4. Inform, don't fake-consult
Not everything needs participation. When a decision has already been made through a legitimate process, the right move is to inform, not to fake-consult. One of the fastest ways to kill self-management is to ask for feedback and then ignore it. If you're not going to change course based on input, don't ask for it, just be transparent about the decision and the reasons behind it.
What we explicitly avoid
Decision by Voting. In a company context, majority rule creates losers. And losers become detractors, often generating more resistance than an autocratic decision would have. Instead of voting, we prefer to evolve a proposal through feedback until it's "good enough for now," and then introduce a review point to adjust later. If voting happens at all, it's the cherry on top, not the main course.
The "surprise" approach. Working behind closed doors and then unveiling a finished decision is a recipe for frustration. Adults don't need surprises. Adults need to feel like they're part of the process. The complaints that follow a surprise aren't about the decision itself, they're about not being included.
Why we work this way
We didn't adopt these methods because they're trendy. We adopted them because they solve real problems:
Better decisions. When you include affected people, you get information you wouldn't have had otherwise. Ideas emerge that no single person would have come up with alone.

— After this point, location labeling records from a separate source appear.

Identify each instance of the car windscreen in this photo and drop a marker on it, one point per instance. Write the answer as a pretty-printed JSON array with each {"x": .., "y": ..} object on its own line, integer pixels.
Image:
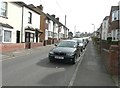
[
  {"x": 78, "y": 40},
  {"x": 71, "y": 44}
]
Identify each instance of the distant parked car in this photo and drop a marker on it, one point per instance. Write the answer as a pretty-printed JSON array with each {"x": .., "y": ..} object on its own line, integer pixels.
[
  {"x": 66, "y": 50},
  {"x": 80, "y": 42}
]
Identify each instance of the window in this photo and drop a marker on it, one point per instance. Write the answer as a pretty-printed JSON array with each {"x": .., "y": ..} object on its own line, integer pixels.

Less resistance. A person who feels heard is far less likely to resist a decision, even one they wouldn't have made themselves.
Faster execution. It sounds counterintuitive, but participative decisions often execute faster because people already understand and support them. The time you "save" by deciding alone, you spend later managing pushback.
Distributed authority. When people can make decisions within their domain without escalating everything to a founder, the organization scales. The bottleneck disappears.
Resilience. If a shared decision fails, the group adjusts together. If a top-down decision fails, the blame falls on one person and the chances of proactive correction drop.
The real principle behind all of this
Transparency is the foundation. Every method we use, from role-based decisions to high-participation consent, works because information flows openly. People know what's being decided, who's deciding it, and how they can participate.
Horizontal doesn't mean structureless. It means fewer hierarchical levels, clearer roles, and intentional decision-making processes that match the weight of each decision.
Not everyone decides on everything. But everyone knows how things get decided.